A. Allégations de l'organisation plaignante

A. Allégations de l'organisation plaignante
  1. 126. L'organisation plaignante allègue que la loi temporaire concernant les mesures économiques, adoptée par le Parlement islandais (l'Althing) en mai 1988, est incompatible avec les principes de la liberté syndicale.
  2. 127. L'article 1er de cette loi prévoit que les salaires fixés dans toutes les conventions collectives en vigueur depuis le 20 mai 1988 doivent être augmentés les 1er juin, 1er septembre et 1er décembre 1988 ainsi que le 1er mars 1989 par référence à un pourcentage fixe comparé aux taux de salaires au 31 décembre 1987. Les conventions qui prévoient des augmentations inférieures doivent être modifiées afin de s'aligner sur les pourcentages prescrits. L'article 1er ne s'applique pas aux conventions existantes qui prévoient des augmentations supérieures au niveau prescrit. Avec les modifications appropriées, toutes les conventions en vigueur le restent jusqu'au 1er avril 1989 et "les lock-out, grèves, y compris les arrêts de travail de solidarité, ou autres actes visant à imposer d'autres salaires et conditions de travail que ceux prescrits dans la présente loi sont interdits" (article 4). D'autres dispositions de la loi lient les augmentations du prix des produits agricoles et des tarifs pratiqués par les "spécialistes travaillant de façon indépendante" au barème indiqué à l'article 1er (articles 2 et 3) et cherchent aussi à mettre un frein à la hausse des taux d'intérêt sur les prêts à court terme (article 8).
  3. 128. L'organisation plaignante déclare que c'est la neuvième fois au cours des six dernières années qu'une législation générale de ce genre est introduite en Islande "sans compter les lois tendant à empêcher un syndicat dans une région particulière d'obtenir des modifications des conventions relatives aux salaires et aux conditions de travail (conventions collectives) au moyen de grèves". Avant 1988, la dernière fois qu'une législation de caractère général a été introduite était en 1983. L'organisation plaignante indique aussi que, depuis 1978, six des neuf interventions législatives ont été introduites en s'appuyant sur l'article 28 de la Constitution. Ce qui veut dire qu'il s'agissait de lois "temporaires", décrétées par le Président "en cas d'extrême urgence" entre les sessions du Parlement.

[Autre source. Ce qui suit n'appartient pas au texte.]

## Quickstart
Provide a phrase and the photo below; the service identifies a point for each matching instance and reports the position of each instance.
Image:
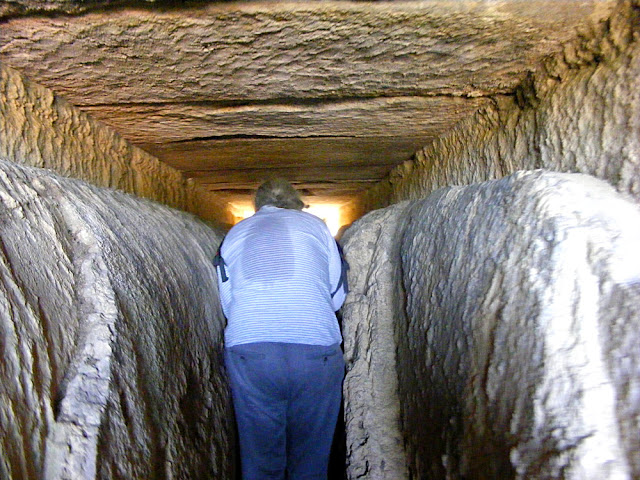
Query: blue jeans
(286, 398)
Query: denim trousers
(286, 398)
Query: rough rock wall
(110, 336)
(517, 351)
(578, 112)
(40, 129)
(372, 408)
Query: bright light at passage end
(327, 212)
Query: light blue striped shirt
(282, 266)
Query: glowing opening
(329, 213)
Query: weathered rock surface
(40, 129)
(182, 77)
(111, 336)
(517, 351)
(372, 408)
(579, 112)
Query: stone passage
(110, 336)
(492, 332)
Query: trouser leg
(314, 402)
(256, 376)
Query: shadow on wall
(492, 332)
(111, 336)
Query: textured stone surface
(111, 334)
(518, 353)
(189, 77)
(41, 129)
(579, 112)
(372, 408)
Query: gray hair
(279, 193)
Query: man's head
(278, 193)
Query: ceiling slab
(331, 95)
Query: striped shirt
(282, 266)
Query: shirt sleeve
(224, 289)
(335, 273)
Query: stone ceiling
(331, 95)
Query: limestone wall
(40, 129)
(111, 335)
(577, 112)
(514, 310)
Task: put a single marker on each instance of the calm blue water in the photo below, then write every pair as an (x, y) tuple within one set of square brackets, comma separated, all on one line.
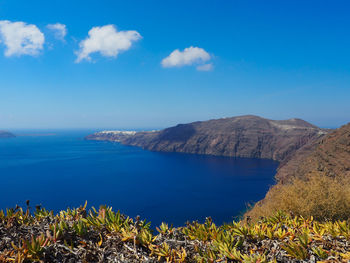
[(64, 170)]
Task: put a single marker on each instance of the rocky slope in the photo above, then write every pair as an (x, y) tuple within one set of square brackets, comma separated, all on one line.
[(243, 136), (329, 156), (4, 134)]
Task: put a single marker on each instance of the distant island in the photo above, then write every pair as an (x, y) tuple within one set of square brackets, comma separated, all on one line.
[(5, 134), (243, 136)]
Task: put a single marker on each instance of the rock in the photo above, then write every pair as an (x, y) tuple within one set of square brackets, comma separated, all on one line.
[(243, 136)]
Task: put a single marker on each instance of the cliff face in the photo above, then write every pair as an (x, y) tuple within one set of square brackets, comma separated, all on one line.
[(4, 134), (244, 136), (329, 156)]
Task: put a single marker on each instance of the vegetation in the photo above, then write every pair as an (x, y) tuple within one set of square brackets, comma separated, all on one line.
[(320, 196), (78, 235)]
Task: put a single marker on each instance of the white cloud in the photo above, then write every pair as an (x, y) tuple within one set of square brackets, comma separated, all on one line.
[(189, 56), (59, 30), (21, 38), (107, 41), (205, 67)]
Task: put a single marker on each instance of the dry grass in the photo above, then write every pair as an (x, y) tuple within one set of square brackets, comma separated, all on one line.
[(319, 196)]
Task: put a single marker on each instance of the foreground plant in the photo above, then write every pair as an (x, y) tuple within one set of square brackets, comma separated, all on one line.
[(78, 235)]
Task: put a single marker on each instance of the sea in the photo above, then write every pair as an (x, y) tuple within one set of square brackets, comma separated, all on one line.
[(59, 169)]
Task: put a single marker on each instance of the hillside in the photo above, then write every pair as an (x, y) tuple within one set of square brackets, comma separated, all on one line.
[(329, 156), (314, 182), (4, 134), (243, 136)]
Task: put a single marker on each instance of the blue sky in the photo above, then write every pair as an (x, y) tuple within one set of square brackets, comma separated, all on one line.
[(275, 59)]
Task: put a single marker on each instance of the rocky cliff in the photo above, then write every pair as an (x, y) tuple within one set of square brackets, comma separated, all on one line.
[(329, 156), (243, 136), (4, 134)]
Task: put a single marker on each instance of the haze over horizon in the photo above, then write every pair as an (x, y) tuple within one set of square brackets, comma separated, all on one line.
[(154, 64)]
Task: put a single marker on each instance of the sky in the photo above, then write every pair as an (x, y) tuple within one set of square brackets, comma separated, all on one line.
[(153, 64)]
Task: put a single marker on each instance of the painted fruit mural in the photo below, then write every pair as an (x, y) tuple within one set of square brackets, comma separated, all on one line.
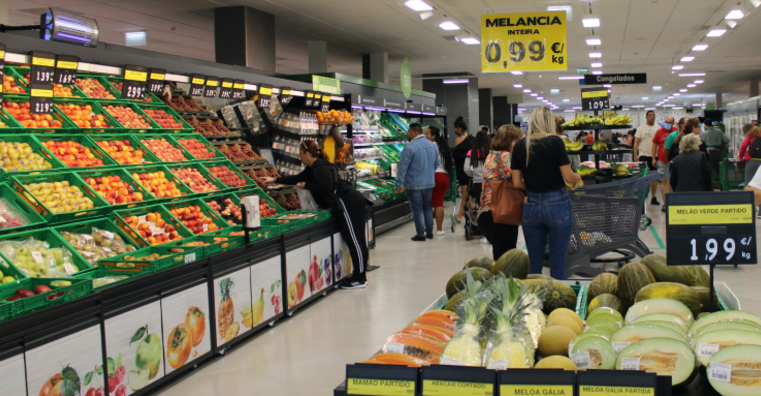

Toutes les lois de ce genre doivent être confirmées par le Parlement à sa session suivante.
  4. 129. L'organisation plaignante allègue que la loi du 20 mai 1988 est incompatible avec les articles 3 et 8 de la convention no 87 et avec les articles 3 et 4 de la convention no 98.

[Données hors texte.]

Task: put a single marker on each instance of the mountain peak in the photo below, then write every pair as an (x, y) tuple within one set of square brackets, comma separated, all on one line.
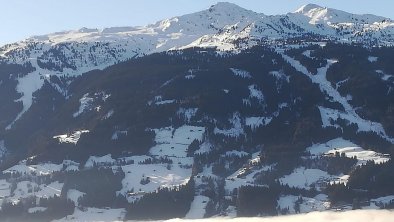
[(224, 6), (308, 7)]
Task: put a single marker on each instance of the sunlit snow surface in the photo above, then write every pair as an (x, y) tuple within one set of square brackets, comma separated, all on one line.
[(349, 149)]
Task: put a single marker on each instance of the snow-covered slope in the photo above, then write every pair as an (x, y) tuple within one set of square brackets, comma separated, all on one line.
[(225, 26)]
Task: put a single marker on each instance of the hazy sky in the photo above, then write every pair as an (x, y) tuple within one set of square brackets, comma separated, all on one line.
[(20, 19)]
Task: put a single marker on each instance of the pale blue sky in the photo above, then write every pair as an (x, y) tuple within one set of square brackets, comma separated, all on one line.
[(20, 19)]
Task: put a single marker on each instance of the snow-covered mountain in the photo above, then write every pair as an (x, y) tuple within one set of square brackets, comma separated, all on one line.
[(220, 112), (224, 25)]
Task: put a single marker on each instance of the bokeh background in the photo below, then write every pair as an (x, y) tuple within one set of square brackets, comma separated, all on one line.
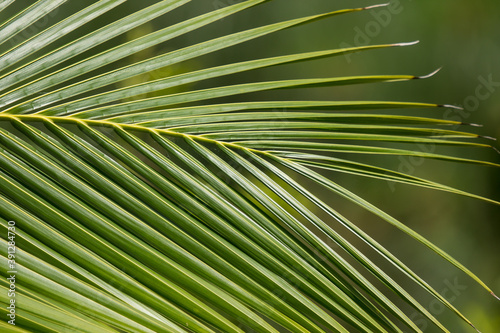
[(462, 37)]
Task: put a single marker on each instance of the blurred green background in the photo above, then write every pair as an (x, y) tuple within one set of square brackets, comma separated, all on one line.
[(462, 37)]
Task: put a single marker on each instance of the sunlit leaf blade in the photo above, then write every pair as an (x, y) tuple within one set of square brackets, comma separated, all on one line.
[(27, 17), (185, 212), (45, 37)]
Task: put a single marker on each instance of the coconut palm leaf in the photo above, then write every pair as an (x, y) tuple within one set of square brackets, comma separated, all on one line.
[(184, 212)]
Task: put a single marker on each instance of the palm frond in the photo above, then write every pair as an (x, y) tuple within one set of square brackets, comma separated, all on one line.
[(179, 214)]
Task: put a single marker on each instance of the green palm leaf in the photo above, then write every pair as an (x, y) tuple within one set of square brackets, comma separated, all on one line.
[(173, 214)]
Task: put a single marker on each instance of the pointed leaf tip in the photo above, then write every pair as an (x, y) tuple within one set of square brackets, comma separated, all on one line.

  5. 130. A l'appui de cette assertion, l'organisation plaignante déclare que l'utilisation répétée de la législation pour modifier les conventions collectives existantes sert à ébranler la foi des salariés en la valeur de l'appartenance à un syndicat. Cela parce qu'il peut sembler ne pas servir à grand-chose d'adhérer et de donner son appui à une organisation dont le but principal est de représenter ses membres dans les négociations collectives avec les employeurs si les résultats desdites négociations sont constamment annulés par voie de décret législatif. A long terme, cette érosion de la confiance pourrait conduire à la dissolution des syndicats.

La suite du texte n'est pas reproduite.